This large-scale installation artwork is a reference to the pre-modern belief that honeybees were spontaneously generated from cattle bodies in a vicious ritual called ‘bougonia.’ The literal and symbolic act of killing and burying cattle to repopulate mass honeybee losses appears throughout the ages in countries across Africa, Europe, and Asia. These ideas resonate in the present as we encounter similar anxieties around dwindling bee populations and unethical animal husbandry practices in industrial farming.        
  Twelve cells of the installation are filled with white sugar, the thirteenth with cattle bone char. In most refining plants, sugar is stripped of its colour when filtered through fragments of burnt cattle bone. Interestingly, this char is the primary pigment in ivory black (or bone black) paint, used in the series of abstract paintings showcased in the adjacent gallery. The skulls in the installation buzz with the sounds of honeybees living in the University’s on-site apiary; the din is punctured by the distant wail of spectral cattle, recorded in the fields of nearby farms. 

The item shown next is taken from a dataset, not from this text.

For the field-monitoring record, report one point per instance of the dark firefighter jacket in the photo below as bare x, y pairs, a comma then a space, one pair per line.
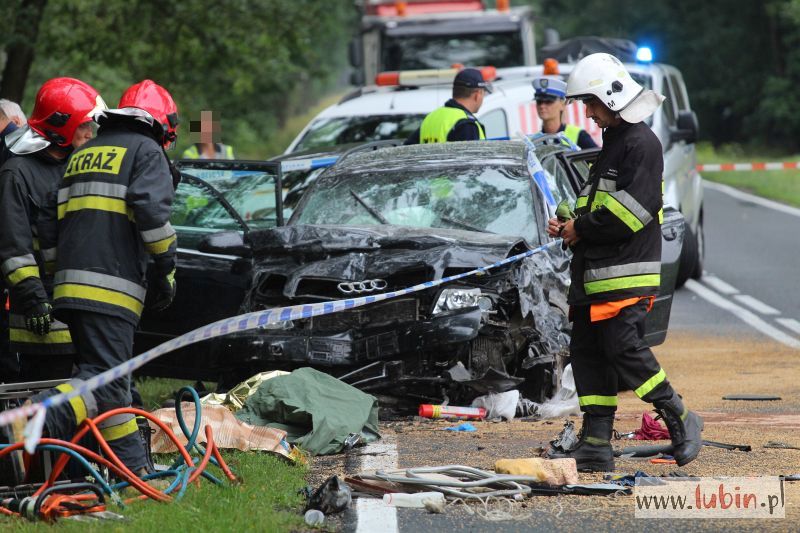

  Human participants move through the installation as if they were traversing both an industrial farming operation and circumabmulating a ritual space. Visitors unwittingly perform the honeybee 'waggle dance' a non-auditory form of communication between insects that redirects swarms to new sites for habitation.     
  All sugar from the installation was reclaimed and donated to the Honeybee Research Centre at the University of Guelph to support the living hives at the apiary.